1962 West German travelogue film

Flying Clipper (Traumreise unter weißen Segeln) is a 1962 West German travelogue film directed by Hermann Leitner and Rudolf Nussgruber. It depicts the travels of the Swedish ship Flying Clipper and its merchant marine crew, who sail to various landmarks, both ancient and modern, around the Mediterranean coast. Countries visited include Portugal, Yugoslavia, Egypt (the Great Pyramid of Giza), Lebanon, Turkey (the Hagia Sophia), Greece (the Acropolis of Athens), France (the French Riviera), Monaco (the Monaco Grand Prix), and Spain.

The film premiered in Munich on 19 December 1962; it was the first German film to be shot in 70 mm. A dubbed version, retitled Mediterranean Holiday, was released in the United States by Continental Film Distributors in 1964.

==Cast==
- Hans Clarin as narrator (German-language version)
- Burl Ives as narrator (English-language version)
- Graham Hill as himself
- Grace Kelly as herself (as Princess Grace of Monaco)
- Begum Aga Khan III as herself (as Die Begum)
- King Constantine II as himself (as Prince Constantine of Greece)
- Prince Rainier of Monaco as himself

==Production==
Producer Rudolf Travnicek had originally intended for the film to be a sequel to Windjammer (1958), with the working title being "Windjammer 2". However, Cinemiracle International Pictures, the producers of Windjammer, sued Travnicek, forcing him to change its name to Flying Clipper.

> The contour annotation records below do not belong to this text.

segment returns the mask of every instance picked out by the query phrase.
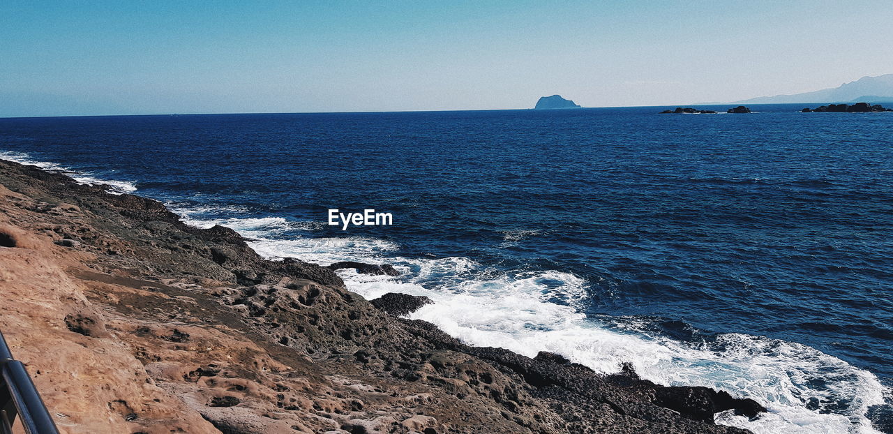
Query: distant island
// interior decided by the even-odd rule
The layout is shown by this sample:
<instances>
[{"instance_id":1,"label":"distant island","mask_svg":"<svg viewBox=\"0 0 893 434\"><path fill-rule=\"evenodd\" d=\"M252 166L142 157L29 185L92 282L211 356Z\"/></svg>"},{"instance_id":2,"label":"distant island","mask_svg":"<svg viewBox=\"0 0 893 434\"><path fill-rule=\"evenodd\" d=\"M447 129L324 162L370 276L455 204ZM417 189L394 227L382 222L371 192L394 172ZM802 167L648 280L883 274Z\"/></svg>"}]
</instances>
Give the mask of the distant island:
<instances>
[{"instance_id":1,"label":"distant island","mask_svg":"<svg viewBox=\"0 0 893 434\"><path fill-rule=\"evenodd\" d=\"M735 101L732 104L855 103L893 101L893 74L863 77L837 88L794 95L776 95Z\"/></svg>"},{"instance_id":2,"label":"distant island","mask_svg":"<svg viewBox=\"0 0 893 434\"><path fill-rule=\"evenodd\" d=\"M559 108L582 108L580 105L573 104L573 101L570 99L564 99L561 97L560 95L553 95L552 96L543 96L537 101L537 105L533 107L534 109L559 109Z\"/></svg>"}]
</instances>

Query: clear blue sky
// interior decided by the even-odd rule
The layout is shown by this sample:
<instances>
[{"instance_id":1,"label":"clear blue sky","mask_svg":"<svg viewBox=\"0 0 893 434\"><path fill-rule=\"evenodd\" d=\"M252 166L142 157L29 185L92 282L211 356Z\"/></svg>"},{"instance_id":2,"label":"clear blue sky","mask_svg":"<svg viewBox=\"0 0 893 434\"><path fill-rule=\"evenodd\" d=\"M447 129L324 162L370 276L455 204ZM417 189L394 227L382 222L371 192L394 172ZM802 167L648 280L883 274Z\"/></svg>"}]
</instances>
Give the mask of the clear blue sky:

Instead of Cinerama (the format previously used on Windjammer, which involved projecting onto a curved screen), Travnicek decided to film in the easier-to-handle 70 mm format. However, it was too expensive to rent 70 mm cameras from the only two companies that produced them, so engineer Jan Jacobsen was hired to develop an entirely new camera, the MCS-70. It was much smaller than the existing cameras, and so could be mounted under small aircraft and on top of cars.

Street-level scenes of the Monaco Grand Prix took place during qualifying laps, where a Mercedes-Benz 300 SL equipped with the MCS-70 was allowed to drive amongst the Formula One cars on the Circuit de Monaco.

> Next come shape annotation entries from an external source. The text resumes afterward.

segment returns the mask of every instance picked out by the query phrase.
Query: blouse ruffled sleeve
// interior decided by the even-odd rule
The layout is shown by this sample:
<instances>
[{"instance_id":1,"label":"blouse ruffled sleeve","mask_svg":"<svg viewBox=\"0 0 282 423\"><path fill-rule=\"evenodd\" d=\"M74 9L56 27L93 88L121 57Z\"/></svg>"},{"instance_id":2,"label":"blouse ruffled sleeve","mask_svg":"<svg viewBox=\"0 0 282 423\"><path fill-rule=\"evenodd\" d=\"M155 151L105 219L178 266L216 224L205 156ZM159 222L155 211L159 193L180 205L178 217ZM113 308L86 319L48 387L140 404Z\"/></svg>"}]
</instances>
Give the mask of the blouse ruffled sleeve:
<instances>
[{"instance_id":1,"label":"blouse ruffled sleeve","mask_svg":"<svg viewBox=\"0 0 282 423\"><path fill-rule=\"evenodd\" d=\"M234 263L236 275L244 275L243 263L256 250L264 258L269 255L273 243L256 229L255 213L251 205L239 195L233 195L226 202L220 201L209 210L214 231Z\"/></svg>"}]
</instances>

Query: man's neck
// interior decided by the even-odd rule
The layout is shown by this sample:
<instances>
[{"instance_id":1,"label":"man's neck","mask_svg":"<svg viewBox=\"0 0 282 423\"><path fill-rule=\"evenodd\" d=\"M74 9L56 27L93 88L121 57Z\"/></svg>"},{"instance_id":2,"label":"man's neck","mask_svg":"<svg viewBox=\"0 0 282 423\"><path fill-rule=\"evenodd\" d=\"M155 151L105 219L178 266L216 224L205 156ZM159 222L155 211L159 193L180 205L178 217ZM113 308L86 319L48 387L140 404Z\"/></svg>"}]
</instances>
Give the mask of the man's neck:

There were no film labs in Germany at the time that could process 70 mm film, which used Eastman Color positive and negative stock, so it had to be sent to Technicolor Limited in London to be printed.

==Release==
Flying Clipper had its world premiere on 19 December 1962 at the Royal-Palast in Munich, Germany. It played in competition at the 3rd Moscow International Film Festival. For its release in the United States, Continental Film Distributors renamed the film Mediterranean Holiday and produced it in various formats, including 35mm CinemaScope, 70mm Super Cinerama, and CineVision.

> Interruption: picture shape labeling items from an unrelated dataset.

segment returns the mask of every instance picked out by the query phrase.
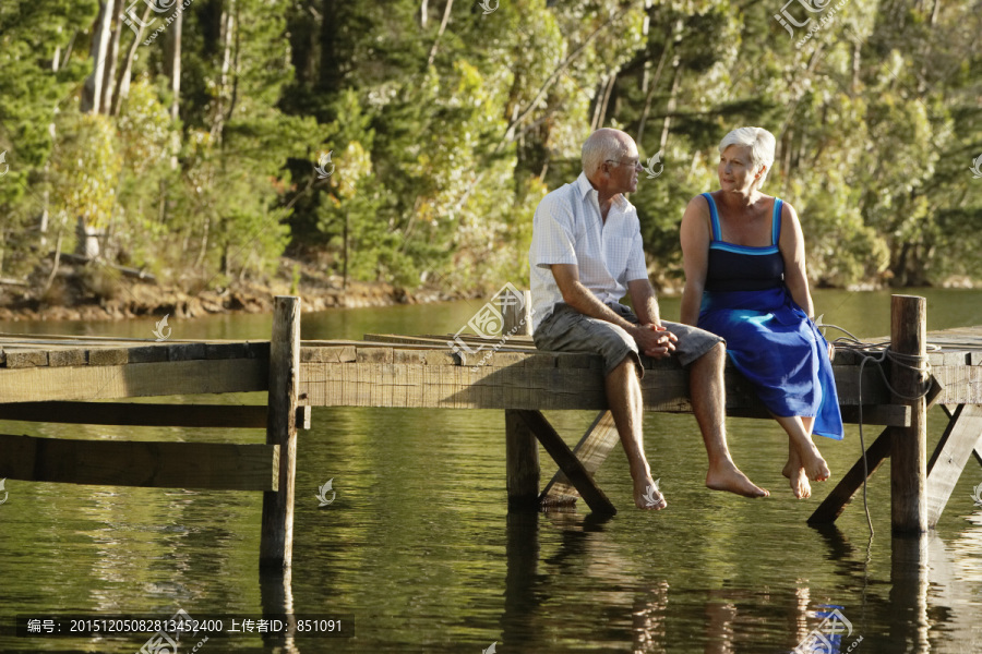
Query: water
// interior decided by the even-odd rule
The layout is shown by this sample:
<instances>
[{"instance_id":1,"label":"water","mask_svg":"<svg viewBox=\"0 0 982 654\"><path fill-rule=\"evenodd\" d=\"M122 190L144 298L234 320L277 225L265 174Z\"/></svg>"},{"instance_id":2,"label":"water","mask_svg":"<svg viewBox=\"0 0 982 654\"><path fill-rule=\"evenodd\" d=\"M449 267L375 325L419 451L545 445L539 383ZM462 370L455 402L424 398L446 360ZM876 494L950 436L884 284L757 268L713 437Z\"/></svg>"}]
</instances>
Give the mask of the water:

In 2017, German label Busch Media Group released a restoration in Blu-ray and 4K UHD Blu-ray, which was scanned from an original 70mm negative held in the German Federal Film Archive. The data from the full scan totaled 30 terabytes, with each frame being 6–8 megabytes in size. It took months for scratches and dust to be erased and color to be corrected; the original theatrical sound was restored as six-channel audio, with a new Dolby Atmos soundtrack also being produced. Busch later partnered with distributor Flicker Alley to release both versions as a single package in the US in 2019.